A juggling act with time

I cannot juggle. Not that I’ve seriously tried to learn, but I’ve watched a friend’s brother, a couple of individuals at a show at Great America and a few other “professionals,” and I’ve tried tossing a couple of tennis balls around with no success.

I may not be able to toss around clubs or rings of fire, but I can perform a juggling act of another kind — juggling time.

I can juggle all of my daily tasks, homework, activities and time with friends with the best of ’em. Everything I do is important to me, and I want to do my best, so I juggle multiple tasks at once.

College is not just all about classes and homework, but I can’t commit my time to only one outside group, too, so I’m constantly splitting up my time among different groups.

Since friendships are one of the most important things to me, I’m also not about to let my time be completely consumed with all of my responsibilities, especially seeing this is my last semester as a college student.

I work best under pressure, and when I get really busy, I begin to run on adrenaline. I’m an individual who needs lots of sleep, but I surprised myself at how well I still functioned the past couple of weeks with getting only 4 1/2 or six hours of sleep most nights.

Sometimes I’ll forget I agreed to go to that luncheon for Student Publications or that I told a friend we should be able to hang out on a night I end up staying later than expected at work. Still, most of the time, I think I handle everything pretty well.

However, along the way of juggling all of the things I “have to do,” I don’t leave time for “nothing.”

I realized last week the emphasis society puts on elements of our time people call doing “nothing.” Unless someone is being productive or going out somewhere, it’s likely they will, or someone else will, classify what they are doing as “nothing.” Is there a way to really do nothing? Just sitting is in fact doing something. And sometimes doing “nothing” is important.

One of the biggest juggling acts in life is juggling time, but it’s not always easy to keep in balance. People also have to learn to juggle being busy with not being busy.

I justified watching two hours of TV once as doing homework. I want to be a writer, and maybe one day I’ll want to write for TV. Just like you have to read to write books, I decided you have to watch TV to write for TV. Really, I just needed some kind of down time, and I’m so use to doing everything with a purpose, I had to create one just to relax.
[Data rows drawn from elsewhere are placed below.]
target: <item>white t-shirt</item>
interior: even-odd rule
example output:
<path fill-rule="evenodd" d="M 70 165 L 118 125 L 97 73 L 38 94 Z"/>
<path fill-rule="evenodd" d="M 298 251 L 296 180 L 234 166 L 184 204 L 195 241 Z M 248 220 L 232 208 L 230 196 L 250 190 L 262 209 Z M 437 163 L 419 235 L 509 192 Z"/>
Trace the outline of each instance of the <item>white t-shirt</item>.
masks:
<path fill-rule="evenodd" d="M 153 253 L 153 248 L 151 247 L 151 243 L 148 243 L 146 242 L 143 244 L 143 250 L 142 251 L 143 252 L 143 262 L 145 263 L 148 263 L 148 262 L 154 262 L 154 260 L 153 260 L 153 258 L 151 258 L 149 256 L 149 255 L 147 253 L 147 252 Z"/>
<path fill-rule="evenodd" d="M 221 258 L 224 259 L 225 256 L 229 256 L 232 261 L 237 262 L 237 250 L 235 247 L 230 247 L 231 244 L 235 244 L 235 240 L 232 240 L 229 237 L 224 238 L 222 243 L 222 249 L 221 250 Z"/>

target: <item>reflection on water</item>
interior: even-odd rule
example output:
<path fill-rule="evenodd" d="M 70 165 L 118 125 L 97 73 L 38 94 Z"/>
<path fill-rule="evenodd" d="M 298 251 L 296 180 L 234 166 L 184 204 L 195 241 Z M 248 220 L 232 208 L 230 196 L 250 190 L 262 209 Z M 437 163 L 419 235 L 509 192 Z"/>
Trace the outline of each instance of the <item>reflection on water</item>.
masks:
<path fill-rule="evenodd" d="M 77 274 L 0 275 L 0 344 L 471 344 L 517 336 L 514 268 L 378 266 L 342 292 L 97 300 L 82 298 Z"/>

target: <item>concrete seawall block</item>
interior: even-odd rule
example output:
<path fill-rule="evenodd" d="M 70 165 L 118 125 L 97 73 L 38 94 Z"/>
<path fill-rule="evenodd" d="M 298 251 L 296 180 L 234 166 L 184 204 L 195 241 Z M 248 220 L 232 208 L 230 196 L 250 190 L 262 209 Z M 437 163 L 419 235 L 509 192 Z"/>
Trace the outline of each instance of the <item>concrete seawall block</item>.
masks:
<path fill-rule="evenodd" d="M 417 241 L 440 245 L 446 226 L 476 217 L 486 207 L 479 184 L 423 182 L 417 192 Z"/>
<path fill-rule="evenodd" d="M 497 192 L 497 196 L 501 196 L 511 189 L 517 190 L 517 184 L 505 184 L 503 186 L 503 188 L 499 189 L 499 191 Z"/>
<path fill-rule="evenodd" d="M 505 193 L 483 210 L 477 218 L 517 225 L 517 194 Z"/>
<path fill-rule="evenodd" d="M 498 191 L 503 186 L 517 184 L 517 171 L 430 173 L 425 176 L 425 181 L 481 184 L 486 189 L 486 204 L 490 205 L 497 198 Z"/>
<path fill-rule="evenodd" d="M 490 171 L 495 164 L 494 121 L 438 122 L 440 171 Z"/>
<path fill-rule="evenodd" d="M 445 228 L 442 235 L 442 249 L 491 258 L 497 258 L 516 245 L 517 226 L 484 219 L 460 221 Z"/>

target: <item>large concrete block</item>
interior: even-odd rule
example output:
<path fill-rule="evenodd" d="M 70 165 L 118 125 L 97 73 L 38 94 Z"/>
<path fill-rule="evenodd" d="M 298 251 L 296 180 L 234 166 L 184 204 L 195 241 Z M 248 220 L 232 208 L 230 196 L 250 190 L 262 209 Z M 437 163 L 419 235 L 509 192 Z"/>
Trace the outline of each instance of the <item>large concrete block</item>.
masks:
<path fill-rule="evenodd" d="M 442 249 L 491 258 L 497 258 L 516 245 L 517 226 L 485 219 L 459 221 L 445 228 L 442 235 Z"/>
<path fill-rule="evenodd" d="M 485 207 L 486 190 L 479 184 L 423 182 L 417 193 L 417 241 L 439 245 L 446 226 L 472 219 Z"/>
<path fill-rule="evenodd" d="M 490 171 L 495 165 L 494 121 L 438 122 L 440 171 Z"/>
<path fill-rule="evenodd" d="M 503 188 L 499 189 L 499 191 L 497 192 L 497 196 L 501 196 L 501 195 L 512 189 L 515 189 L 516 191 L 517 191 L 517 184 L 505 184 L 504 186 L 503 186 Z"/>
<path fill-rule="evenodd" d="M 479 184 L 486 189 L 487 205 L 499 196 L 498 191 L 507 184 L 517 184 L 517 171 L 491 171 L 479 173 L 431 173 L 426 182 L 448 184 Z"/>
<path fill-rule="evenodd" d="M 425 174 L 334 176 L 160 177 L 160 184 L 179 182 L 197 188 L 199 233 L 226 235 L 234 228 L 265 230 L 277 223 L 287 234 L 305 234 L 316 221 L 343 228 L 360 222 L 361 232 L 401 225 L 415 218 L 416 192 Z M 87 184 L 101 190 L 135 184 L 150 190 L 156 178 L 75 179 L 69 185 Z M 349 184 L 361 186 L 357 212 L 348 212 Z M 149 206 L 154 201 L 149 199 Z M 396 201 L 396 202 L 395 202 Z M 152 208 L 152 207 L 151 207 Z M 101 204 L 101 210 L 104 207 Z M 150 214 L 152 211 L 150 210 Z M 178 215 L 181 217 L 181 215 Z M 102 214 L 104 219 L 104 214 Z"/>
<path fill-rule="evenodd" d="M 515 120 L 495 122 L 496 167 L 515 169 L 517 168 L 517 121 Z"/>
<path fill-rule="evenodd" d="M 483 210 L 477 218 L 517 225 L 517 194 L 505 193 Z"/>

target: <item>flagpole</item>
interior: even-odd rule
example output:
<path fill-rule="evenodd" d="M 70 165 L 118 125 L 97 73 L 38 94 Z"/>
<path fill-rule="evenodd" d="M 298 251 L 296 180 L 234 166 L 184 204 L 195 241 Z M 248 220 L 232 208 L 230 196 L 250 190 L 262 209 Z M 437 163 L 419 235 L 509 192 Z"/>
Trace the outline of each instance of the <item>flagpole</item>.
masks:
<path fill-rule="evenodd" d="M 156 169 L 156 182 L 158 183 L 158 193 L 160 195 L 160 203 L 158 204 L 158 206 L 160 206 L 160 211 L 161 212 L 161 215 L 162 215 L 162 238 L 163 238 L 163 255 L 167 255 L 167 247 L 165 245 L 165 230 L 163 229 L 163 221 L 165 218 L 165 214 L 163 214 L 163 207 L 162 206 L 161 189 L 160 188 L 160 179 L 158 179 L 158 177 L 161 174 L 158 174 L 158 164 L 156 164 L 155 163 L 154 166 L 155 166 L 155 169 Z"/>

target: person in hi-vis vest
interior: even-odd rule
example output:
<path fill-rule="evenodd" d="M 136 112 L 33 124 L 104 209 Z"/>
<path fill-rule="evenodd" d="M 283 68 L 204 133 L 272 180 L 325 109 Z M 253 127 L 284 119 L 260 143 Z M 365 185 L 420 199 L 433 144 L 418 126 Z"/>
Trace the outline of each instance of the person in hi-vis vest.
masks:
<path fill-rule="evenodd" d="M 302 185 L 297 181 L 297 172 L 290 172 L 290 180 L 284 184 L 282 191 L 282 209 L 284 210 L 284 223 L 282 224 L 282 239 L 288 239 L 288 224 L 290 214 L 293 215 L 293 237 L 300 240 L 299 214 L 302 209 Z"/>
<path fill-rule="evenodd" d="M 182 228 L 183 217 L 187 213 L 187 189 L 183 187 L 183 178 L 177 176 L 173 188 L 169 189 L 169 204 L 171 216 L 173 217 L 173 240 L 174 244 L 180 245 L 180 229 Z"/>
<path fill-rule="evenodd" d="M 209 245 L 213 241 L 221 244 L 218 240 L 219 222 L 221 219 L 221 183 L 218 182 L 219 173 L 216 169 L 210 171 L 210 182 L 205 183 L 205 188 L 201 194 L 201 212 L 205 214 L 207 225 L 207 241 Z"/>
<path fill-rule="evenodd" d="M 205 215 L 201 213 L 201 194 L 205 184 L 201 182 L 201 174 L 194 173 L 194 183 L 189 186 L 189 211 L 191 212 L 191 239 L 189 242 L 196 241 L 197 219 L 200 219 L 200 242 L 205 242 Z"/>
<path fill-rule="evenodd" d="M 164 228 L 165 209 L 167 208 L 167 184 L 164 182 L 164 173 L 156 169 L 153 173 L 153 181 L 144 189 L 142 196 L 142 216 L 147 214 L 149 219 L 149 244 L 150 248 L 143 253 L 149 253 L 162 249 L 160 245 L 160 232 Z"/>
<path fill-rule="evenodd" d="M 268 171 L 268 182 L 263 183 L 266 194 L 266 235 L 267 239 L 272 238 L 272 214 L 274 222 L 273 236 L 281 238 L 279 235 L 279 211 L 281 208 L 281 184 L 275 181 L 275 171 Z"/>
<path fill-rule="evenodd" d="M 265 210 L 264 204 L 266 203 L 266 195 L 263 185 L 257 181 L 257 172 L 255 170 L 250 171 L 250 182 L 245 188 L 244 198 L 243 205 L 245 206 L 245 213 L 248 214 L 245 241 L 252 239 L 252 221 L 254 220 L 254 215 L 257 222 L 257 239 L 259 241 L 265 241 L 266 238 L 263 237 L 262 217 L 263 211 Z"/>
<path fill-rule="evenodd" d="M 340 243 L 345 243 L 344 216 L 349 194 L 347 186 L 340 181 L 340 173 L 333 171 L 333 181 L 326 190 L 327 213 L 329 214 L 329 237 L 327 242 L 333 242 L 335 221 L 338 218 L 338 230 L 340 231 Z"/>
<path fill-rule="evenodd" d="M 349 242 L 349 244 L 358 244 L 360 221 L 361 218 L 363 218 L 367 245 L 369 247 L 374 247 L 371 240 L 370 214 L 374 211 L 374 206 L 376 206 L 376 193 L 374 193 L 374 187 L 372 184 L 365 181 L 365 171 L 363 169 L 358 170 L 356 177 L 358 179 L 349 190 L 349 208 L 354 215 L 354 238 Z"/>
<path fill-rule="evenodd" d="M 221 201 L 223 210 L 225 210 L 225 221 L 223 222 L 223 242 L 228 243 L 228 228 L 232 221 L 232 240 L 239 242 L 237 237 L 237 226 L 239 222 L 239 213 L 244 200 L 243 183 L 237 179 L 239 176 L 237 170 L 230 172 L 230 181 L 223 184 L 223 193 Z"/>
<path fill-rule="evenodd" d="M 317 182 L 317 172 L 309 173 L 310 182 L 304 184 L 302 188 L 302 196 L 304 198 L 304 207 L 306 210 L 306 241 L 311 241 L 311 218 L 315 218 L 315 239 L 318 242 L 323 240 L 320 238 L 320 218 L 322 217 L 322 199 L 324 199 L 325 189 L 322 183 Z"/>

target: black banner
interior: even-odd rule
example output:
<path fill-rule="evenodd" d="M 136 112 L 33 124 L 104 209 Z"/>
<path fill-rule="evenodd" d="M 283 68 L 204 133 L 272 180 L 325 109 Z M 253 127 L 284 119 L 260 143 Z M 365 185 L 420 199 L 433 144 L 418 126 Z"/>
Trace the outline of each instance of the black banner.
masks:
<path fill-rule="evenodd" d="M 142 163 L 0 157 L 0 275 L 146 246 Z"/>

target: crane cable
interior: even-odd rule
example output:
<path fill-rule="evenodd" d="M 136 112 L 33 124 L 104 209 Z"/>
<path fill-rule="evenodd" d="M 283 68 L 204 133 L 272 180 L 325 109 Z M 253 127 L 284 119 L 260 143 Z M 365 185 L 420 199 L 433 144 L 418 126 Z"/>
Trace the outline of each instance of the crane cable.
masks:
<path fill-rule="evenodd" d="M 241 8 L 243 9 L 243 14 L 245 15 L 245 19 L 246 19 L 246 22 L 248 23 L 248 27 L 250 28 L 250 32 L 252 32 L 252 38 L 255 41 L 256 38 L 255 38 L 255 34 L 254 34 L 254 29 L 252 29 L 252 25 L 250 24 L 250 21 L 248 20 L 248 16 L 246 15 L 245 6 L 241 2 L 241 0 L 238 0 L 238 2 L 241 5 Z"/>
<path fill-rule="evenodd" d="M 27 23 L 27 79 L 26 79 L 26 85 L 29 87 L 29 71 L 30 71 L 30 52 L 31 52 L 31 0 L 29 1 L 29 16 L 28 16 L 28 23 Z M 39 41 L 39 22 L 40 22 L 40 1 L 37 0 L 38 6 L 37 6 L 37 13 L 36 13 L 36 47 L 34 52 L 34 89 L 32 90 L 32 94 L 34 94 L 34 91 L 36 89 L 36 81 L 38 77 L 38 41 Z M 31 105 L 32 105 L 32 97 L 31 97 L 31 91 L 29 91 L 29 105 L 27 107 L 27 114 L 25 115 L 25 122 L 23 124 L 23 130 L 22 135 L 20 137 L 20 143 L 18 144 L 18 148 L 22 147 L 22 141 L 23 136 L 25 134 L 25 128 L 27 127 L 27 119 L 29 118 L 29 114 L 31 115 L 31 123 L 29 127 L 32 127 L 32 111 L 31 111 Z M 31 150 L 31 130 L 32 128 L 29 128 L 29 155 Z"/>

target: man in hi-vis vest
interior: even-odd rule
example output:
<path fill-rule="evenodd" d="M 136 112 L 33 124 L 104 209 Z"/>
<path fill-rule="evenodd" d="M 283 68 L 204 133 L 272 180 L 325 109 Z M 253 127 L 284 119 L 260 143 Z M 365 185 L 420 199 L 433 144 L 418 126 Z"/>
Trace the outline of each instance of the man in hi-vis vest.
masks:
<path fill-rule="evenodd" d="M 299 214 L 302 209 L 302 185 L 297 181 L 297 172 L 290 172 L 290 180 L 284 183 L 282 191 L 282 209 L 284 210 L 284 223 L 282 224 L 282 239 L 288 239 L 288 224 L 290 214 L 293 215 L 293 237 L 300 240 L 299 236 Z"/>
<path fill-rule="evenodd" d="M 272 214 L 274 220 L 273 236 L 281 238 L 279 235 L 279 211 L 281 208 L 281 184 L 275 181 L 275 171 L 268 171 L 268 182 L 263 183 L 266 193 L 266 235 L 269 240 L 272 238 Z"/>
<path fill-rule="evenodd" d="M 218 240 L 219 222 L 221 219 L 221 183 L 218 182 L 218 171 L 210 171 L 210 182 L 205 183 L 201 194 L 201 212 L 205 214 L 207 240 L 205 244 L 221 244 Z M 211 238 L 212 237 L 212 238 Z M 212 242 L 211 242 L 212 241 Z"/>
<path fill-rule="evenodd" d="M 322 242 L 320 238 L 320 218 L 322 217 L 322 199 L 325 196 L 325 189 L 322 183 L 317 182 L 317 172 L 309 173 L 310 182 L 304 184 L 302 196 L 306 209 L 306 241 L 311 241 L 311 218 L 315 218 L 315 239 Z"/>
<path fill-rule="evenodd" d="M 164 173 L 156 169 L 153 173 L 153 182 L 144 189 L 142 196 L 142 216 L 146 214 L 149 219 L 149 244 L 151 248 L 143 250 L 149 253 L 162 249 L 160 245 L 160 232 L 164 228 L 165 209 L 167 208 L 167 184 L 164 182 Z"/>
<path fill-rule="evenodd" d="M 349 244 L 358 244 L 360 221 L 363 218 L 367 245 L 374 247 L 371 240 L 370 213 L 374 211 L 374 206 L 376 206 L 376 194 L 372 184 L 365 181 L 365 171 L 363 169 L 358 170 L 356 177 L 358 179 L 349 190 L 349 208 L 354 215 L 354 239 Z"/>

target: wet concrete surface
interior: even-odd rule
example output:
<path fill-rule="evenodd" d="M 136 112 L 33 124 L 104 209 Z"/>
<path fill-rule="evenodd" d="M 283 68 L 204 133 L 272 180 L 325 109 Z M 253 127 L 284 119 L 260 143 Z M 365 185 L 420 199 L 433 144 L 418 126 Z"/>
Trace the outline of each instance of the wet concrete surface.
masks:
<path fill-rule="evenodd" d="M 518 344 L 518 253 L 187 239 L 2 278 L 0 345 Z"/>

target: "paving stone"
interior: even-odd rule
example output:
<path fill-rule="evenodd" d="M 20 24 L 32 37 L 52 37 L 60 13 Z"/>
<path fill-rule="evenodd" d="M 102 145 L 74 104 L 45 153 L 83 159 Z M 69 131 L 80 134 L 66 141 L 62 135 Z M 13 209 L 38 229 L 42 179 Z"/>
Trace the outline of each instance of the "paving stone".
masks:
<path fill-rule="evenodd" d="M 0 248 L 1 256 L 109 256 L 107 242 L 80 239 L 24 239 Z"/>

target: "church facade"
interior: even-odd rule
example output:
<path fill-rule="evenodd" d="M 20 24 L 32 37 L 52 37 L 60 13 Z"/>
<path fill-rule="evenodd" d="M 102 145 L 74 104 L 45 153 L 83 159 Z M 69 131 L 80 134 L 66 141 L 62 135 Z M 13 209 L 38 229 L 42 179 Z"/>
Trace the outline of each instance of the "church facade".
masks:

I’m not saying everyone should watch TV or play video games for three hours a day every day. For me at least, that concept is a waste of time. I would much rather be extremely busy than extremely bored, which I’m sure would happen if I allowed myself to do too much of “nothing.”

At the same time, we can’t be constantly busy. We need to breathe and take a time out.

This concept is not new, but it might be one people need a reminder about.

We all have daily tasks like “go[ing] to the bank and the hardware store,” as Toby Keith sings about in his song “My List.”

He sings, “I cross ’em off as I get ’em done, but when the sun is set, there’s still more than a few things left I haven’t got to yet. Go for a walk, say a little prayer, take a deep breath of mountain air, put on my gloves and play some catch; it’s time that I make time for that […] start living, that’s the next thing on my list.”

We all need to concentrate on the “important things,” which includes, among doing homework, striving for a job, being an active member of a campus organization and friends, doing “nothing,” a healthy balance of juggling both being busy and not being busy.